Baby Led Weaning, quite simply, means letting your child feed themselves from the very start of weaning. The term was originally coined by Gill Rapley, a former health visitor and midwife.
According to the most recent research most babies reach for food at around six months, which is also the time that mothers are being encouraged to wean* by their Health Visitors, in accordance with the WHO guidelines.
The distinct advantage of weaning at around six months is that by then, our children are
developmentally capable of feeding themselves proper food, in other words – no more mush!
You just hand them the food in a suitably-sized piece and if they like it they eat it and if they don’t they won’t. (But they do, really they do… check out the baby with the pork chop).
That’s the essence of Baby Led Weaning. No purees, no ice cube trays, no food processor, no potato masher, no baby rice, no weird fruit and veg combos… just you and your child, eating food that you enjoy with you and your family.

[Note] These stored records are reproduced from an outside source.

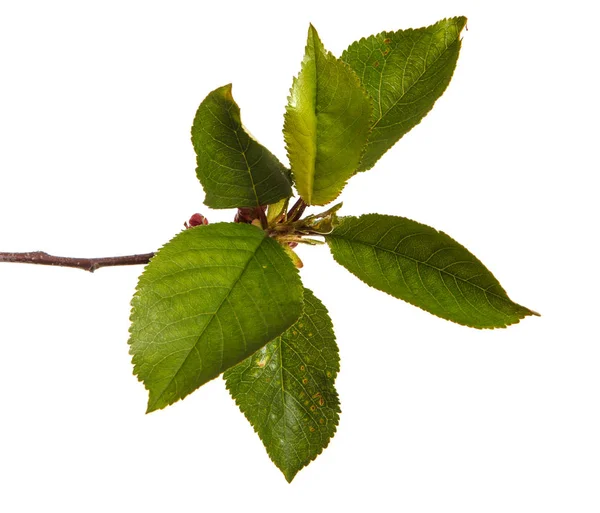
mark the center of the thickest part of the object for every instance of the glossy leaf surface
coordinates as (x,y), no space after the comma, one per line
(327,122)
(209,298)
(234,169)
(427,268)
(286,389)
(405,72)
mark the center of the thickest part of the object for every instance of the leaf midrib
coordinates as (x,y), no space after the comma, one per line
(213,316)
(456,277)
(413,84)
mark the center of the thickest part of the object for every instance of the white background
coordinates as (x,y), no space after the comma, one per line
(96,102)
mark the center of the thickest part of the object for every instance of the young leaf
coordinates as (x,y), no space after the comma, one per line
(209,298)
(234,169)
(327,122)
(404,72)
(286,389)
(425,267)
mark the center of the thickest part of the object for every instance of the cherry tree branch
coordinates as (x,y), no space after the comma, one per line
(87,264)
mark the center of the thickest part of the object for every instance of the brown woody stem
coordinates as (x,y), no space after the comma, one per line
(87,264)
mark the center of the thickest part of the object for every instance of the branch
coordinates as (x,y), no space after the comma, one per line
(87,264)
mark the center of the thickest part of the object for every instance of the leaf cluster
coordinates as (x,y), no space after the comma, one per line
(227,297)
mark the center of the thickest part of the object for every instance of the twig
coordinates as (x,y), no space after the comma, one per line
(87,264)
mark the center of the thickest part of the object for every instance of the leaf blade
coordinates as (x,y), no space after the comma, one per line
(425,267)
(294,374)
(209,298)
(404,72)
(233,168)
(326,124)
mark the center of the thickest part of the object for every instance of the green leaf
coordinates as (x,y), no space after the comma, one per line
(404,72)
(286,389)
(209,298)
(425,267)
(327,122)
(234,169)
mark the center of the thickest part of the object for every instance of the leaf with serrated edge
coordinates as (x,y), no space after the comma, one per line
(234,169)
(209,298)
(286,389)
(425,267)
(405,72)
(326,124)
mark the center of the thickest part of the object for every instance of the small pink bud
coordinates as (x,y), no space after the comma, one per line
(197,220)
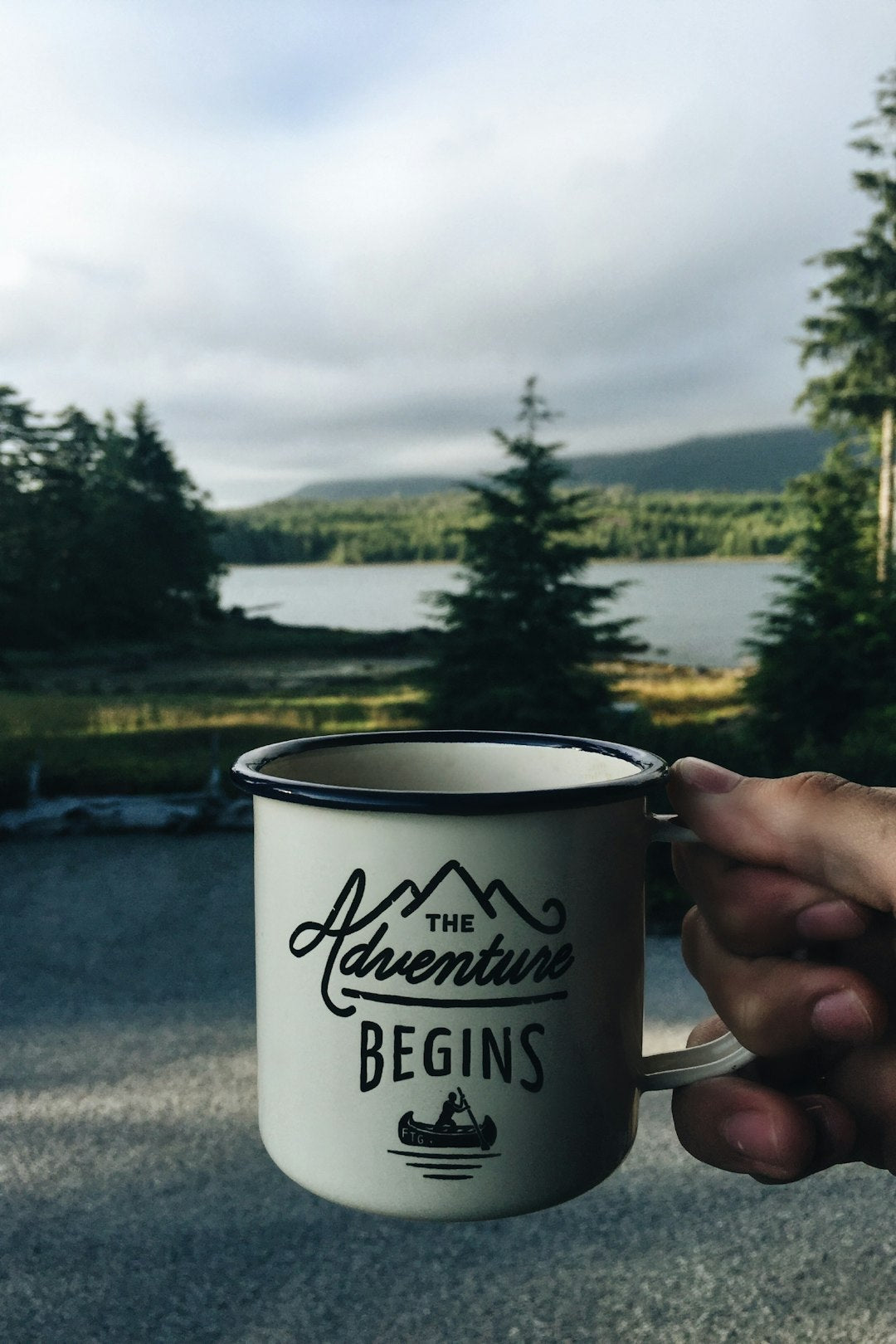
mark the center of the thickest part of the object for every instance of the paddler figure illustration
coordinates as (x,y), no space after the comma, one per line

This is meant in the Brit sense, not the American. In the UK, ‘weaning’ means ‘adding complementary foods’, whereas in the States it means ‘giving up breastfeeding’. Two nations divided by a common language, and all that. In fact, there is even a helpful hands-across-the-ocean translation thread on the subject on the forum, which solves the mystery of what the UK equivalent of the Graham’s Cracker might be. (While we’re on the subject of terminology… if it was up to me, I’d have called this whole thing Baby Self-Feeding, but that ship has sailed, my friends, and Baby-Led Weaning it is.)